Affordable Compute Access

To overcome compute barriers:

  • 38,000 high-end GPUs onboarded

  • Available at ₹65 per hour (one-third global average)

  • 1,050 TPUs added for advanced processing


National Supercomputing Mission

India has deployed:

  • 40+ petaflops capacity

  • Across IITs, IISERs and research institutions

  • Systems like PARAM Siddhi-AI and AIRAWAT supporting shared national AI workloads


Chips, Semiconductors and Long-Term Self-Reliance

India is strengthening domestic chip capabilities through the India Semiconductor Mission:

  • Outlay: ₹76,000 crore

  • 10 projects approved by December 2025

  • Investments: ₹1.60 lakh crore across 6 states

  • Chip market projected at $100–110 billion by 2030

Union Budget 2026–27 announced India Semiconductor Mission 2.0 with ₹1,000 crore provision for FY 2026–27.


Data Centres, Connectivity and Energy Foundations

5G Expansion

  • 5G available in 99.9% districts

  • Covers 85% of population

  • 5.08 lakh BTS installed by October 2025

Data Centre Growth

  • Current capacity: 1,280 MW

  • Expected to grow 4–5 times by 2030

Global investments include:

  • Google's $15 billion AI hub in Visakhapatnam

  • AWS $8.3 billion data centre investment in Maharashtra

Clean Energy Transition

  • India achieved 50% non-fossil electricity capacity by June 2025

  • Renewable energy reached 253.96 GW by November 2025

  • Record 44.5 GW added in 2025

Nuclear capacity is projected to rise from 8.78 GW to 22.38 GW by 2031–32 under SHANTI Act 2025.


Policy and Regulatory Support for Trusted AI

India is building secure digital foundations:

  • MeghRaj (GI Cloud) supports scalable government AI deployment

  • 2,170 ministries/departments hosted applications by December 2025

  • Government Open Data License (2017) enables reuse of non-sensitive datasets

  • Digital Personal Data Protection Act 2023 strengthens citizen safeguards


Education, Skilling and AI Literacy

India is investing in AI readiness through:

  • Centres of Excellence in healthcare, agriculture, sustainable cities

  • CoE for Education announced in Budget 2025

  • Five National Skilling CoEs

  • SOAR initiative for students (Class 6–12) launched July 2025

  • AI training in 31 new-age ITI courses

  • YUVAi programme for Classes 8–12 (launched November 2022)

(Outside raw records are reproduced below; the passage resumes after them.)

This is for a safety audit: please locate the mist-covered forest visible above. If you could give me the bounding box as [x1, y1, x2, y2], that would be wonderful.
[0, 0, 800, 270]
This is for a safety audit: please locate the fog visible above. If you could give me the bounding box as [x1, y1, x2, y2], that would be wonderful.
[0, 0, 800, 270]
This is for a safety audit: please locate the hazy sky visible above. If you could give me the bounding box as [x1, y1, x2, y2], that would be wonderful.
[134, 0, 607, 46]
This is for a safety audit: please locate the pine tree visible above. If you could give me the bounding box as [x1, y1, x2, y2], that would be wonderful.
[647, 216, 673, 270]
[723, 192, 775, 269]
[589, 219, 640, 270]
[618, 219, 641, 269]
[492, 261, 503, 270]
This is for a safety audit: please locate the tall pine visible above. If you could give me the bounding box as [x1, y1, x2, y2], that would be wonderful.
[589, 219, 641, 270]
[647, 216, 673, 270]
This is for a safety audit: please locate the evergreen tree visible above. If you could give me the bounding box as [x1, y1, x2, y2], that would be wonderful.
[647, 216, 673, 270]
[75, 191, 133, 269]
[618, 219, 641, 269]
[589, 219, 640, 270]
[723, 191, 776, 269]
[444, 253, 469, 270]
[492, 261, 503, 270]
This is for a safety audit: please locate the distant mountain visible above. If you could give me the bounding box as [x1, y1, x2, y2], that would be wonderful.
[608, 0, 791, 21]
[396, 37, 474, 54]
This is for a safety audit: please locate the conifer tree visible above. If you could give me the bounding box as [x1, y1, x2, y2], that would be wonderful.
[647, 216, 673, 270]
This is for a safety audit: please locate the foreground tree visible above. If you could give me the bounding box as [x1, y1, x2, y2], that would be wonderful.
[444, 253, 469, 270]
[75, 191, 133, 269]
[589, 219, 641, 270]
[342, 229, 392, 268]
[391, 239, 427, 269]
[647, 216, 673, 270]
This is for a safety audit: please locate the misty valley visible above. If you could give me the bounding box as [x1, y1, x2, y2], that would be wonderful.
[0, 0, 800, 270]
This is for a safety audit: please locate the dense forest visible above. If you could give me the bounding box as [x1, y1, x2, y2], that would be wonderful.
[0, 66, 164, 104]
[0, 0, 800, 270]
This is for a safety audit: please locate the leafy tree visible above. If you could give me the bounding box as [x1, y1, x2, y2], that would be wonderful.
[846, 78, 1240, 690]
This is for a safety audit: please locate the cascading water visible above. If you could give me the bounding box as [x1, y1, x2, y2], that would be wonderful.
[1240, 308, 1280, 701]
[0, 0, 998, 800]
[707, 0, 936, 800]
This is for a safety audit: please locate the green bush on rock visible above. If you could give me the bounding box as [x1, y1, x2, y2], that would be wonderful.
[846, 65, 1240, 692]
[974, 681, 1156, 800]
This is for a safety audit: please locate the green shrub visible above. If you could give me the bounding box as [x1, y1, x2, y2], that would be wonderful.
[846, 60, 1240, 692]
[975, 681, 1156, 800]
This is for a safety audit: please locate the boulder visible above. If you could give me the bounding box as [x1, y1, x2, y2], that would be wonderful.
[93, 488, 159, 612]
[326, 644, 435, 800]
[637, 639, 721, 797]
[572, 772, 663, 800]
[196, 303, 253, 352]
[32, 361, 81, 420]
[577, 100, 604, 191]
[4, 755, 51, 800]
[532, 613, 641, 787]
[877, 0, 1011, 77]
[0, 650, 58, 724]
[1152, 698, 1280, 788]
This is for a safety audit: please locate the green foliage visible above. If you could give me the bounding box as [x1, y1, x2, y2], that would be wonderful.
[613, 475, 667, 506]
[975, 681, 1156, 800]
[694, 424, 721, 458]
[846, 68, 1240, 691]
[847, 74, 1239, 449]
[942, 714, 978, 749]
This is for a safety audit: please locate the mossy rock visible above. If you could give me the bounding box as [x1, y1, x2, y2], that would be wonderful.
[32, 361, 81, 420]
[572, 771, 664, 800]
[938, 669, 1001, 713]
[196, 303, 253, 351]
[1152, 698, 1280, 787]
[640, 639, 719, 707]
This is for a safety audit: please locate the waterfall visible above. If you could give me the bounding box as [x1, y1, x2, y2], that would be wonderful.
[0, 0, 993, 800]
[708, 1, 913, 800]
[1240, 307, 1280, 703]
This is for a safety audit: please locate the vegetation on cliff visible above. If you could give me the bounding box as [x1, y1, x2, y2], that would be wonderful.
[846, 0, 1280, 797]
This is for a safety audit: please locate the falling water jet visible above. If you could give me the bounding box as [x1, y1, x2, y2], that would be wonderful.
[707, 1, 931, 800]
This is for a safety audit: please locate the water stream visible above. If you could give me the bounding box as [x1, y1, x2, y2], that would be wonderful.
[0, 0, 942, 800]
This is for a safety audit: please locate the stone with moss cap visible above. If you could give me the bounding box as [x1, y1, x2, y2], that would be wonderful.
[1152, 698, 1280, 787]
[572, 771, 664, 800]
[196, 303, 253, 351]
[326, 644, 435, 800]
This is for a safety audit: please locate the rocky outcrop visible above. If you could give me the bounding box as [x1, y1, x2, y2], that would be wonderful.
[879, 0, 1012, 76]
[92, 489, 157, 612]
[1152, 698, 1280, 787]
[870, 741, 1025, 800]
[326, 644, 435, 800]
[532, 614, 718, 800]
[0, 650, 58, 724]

  • AI Competency Framework for government officials

Under IndiaAI Mission support includes:

  • 500 PhD scholars

  • 5,000 postgraduate students

  • 8,000 undergraduate students

  • 31 AI labs launched in Tier-2 and Tier-3 cities


Global Cooperation Through India–AI Impact Summit 2026

The summit will host:

  • 15–20 Heads of Government

  • 50+ international ministers

  • 100+ global and Indian CXOs

Deliberations will be organised through Chakras (Working Groups), including the key Democratizing AI Resources Working Group, co-chaired by India, Egypt and Kenya.

Objectives include:

  • Promoting AI resources as global public goods

  • Building distributed AI infrastructure

  • Supporting capacity building and knowledge exchange


Towards an Inclusive AI Future

India's approach to democratising AI demonstrates that scale, inclusion and innovation can advance together. By expanding access to data, compute, chips, connectivity, energy and skills, India is ensuring that AI benefits farmers, students, startups, researchers and public institutions alike.

As the Global South hosts its first major AI summit, India is offering a model where technology strengthens societies, reduces inequality, and supports sustainable development for all.